Remembering Where You Come From…


With only a few weeks left until graduation, and even with my family reminding me, it still does not feel real that it is happening. This day will be special because I will be the first one to graduate and get a bachelor’s degree from both sides of my family. I have always imagined graduating from college since I entered high school but, I am in disbelieve that eight years have passed by so fast.

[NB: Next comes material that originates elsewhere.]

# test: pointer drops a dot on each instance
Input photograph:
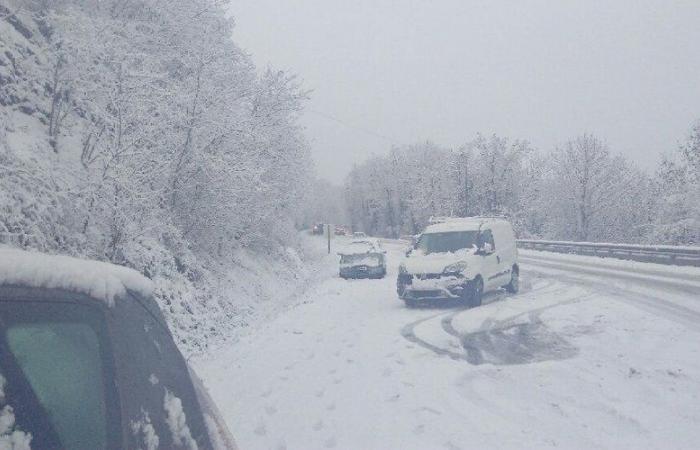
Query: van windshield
(447, 242)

I saw it as a huge deal before but I did not find a meaning to it until my senior year of high school when I realized I need to accomplish my goals to have a better life. Growing up in a city where people are used to being comfortable and do not look beyond the city limits can make you feel out of place since you do not think similarly to them. I always felt out of place throughout my years of growing up especially being in Latino households. We bring these customs of our culture here to America and think we should continue because it’s tradition, yet we do not realize that America is a place to better ourselves.

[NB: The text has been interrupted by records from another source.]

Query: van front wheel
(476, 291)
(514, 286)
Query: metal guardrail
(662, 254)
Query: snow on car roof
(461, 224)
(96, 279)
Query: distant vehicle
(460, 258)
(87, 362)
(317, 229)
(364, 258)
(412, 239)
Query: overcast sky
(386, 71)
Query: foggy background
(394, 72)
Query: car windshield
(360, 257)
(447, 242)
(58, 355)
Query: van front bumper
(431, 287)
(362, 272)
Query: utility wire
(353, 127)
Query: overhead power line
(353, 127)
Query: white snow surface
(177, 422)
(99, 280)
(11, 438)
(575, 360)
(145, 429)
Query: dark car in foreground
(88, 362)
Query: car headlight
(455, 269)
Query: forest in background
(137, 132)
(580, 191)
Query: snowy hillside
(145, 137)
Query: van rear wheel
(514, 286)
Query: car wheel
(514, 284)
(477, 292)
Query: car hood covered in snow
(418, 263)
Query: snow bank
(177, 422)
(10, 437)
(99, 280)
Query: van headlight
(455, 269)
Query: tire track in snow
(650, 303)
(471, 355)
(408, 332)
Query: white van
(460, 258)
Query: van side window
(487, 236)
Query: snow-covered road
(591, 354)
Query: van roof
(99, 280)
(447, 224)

I am not only graduating college for myself but for my family and my cousins who look up to me. I want them to know that being Latina in the business industries is not easy but, it’s also not impossible.

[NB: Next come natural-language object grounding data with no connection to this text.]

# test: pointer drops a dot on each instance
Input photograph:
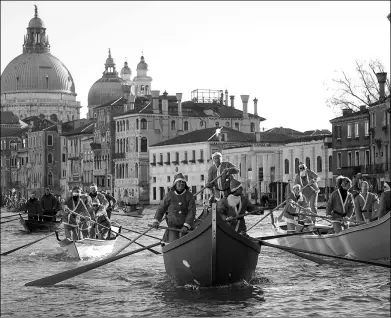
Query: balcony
(120, 155)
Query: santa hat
(178, 177)
(234, 185)
(217, 154)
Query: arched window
(252, 127)
(144, 124)
(297, 165)
(50, 178)
(308, 163)
(144, 144)
(286, 164)
(319, 164)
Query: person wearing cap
(73, 223)
(32, 207)
(221, 186)
(291, 212)
(308, 177)
(365, 203)
(180, 207)
(385, 201)
(235, 204)
(341, 203)
(101, 197)
(48, 206)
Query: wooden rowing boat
(88, 248)
(369, 241)
(39, 226)
(211, 254)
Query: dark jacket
(48, 202)
(33, 206)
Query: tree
(362, 89)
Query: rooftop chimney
(179, 99)
(255, 106)
(245, 101)
(232, 97)
(165, 103)
(381, 78)
(155, 101)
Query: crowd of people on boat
(350, 201)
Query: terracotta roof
(7, 118)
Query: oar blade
(57, 278)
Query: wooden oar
(56, 278)
(10, 220)
(274, 210)
(292, 249)
(132, 241)
(28, 244)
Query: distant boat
(211, 254)
(39, 226)
(369, 241)
(88, 248)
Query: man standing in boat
(48, 206)
(308, 177)
(235, 204)
(179, 205)
(341, 203)
(220, 187)
(364, 203)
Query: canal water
(137, 285)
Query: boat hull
(212, 254)
(370, 241)
(87, 248)
(36, 226)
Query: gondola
(39, 226)
(87, 247)
(369, 241)
(212, 254)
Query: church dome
(36, 72)
(142, 65)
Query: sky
(285, 54)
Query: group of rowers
(87, 215)
(178, 205)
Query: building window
(143, 123)
(286, 166)
(357, 158)
(366, 128)
(366, 160)
(308, 163)
(319, 164)
(339, 160)
(349, 130)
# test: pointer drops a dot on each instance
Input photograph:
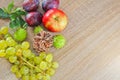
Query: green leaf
(15, 23)
(13, 16)
(3, 14)
(10, 7)
(22, 22)
(20, 13)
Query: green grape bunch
(25, 64)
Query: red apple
(33, 18)
(55, 20)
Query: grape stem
(30, 64)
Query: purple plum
(33, 18)
(49, 4)
(30, 5)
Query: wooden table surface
(92, 51)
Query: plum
(49, 4)
(33, 18)
(30, 5)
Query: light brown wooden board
(92, 51)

I grew up in a machismo environment and my father did not believe in four-year colleges. The most education we would have received, if he stayed with us, would probably be a degree from a community college and we would have to figure out a way to pay for it ourselves. I am thankful now for how things turned out because my mother has been supportive throughout these years with helping me achieve my goals so far. If it was not for her than I would definitely not be graduating this May with my fellow classmates.

My classmates have shared their stories as well and it’s surprising how much we could all relate one way or another. That is what I love about Mercy College, we get the chance to share our background and the tough situations we had to overcome to be the people who we are today.

Many of the people I graduated high school with will also be graduating this May and I could not be more proud to say that coming from a city of violence and poverty, we have made it this far. Nothing is stopping us from continuing our journey and we are not part of a simple statistic. Yet, we will always remember where we came from because, thanks to these struggles we have faced, we understand the meaning of hard work.

Although this chapter of higher education has come to an end, for now, there is still so much more to accomplish for me. I know Latinos are still lowest rank for higher education but I also know many Latinos who are graduating and pursuing bigger things for themselves. We have struggled for many years from our own families to the political views and reputations we often receive but, it does not define who we are as individuals.